ÉL. Mira, he escrito una carta a los Reyes.
ELLA. ¿Ya vuelves a mandar cartitas a personalidades? Si llegan a leer la que le mandaste al Presidente de Gobierno, te meten en la cárcel. Y la que mandaste al ABC hablando de su línea editorial tampoco tenía desperdicio.
ÉL. Uy, sí, esa fue mundial. No, en esta ocasión, es una carta inocente, como la de un niño más en un 5 de enero.
ELLA. Seguro que te sacas de la manga alguna chuminada.
ÉL. Qué va. Es muy en serio. Que he empezado con un «Queridos Reyes Magos» y todo.
ELLA. Sí, lo malo seguro que viene después.

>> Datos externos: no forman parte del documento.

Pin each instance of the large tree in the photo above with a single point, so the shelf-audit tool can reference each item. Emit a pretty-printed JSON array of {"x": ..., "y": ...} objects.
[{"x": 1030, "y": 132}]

Que si «he sido un chico malo», que si «me he portado regular, tirando a mal». Algo así como «no quiero nada de vosotros, no necesito nada de nadie». Y acabando con un «que os den por donde más duele» o alguna fineza por el estilo.
ÉL. ¿Cómo lo sabes? ¿Has mirado el ordenador sin mi permiso?
ELLA. Primero, no puedo mirar tu ordenador porque lo tienes protegido por contraseña. Segundo, lo sé porque te conozco como si te hubiera parido. Y tercero, pero lo más importante: eres tonto, tonto hasta decir basta. O, lo que es lo mismo, gilipollas.
ÉL. Pues a mí me gustaba. Como ejercicio de estilo. Un día te la dejo, ¿vale?
ELLA. Lo dicho, tonto perdido. Y te va a traer regalos el gordo ese, vestido de rojo.
(Imagen de Artamir.)
pues a mí no me parece gilipollas, a mí me parece una persona inocente y me gusta… me gusta que las personas conserven ese ramalazo infantil a lo largo de toda la vida.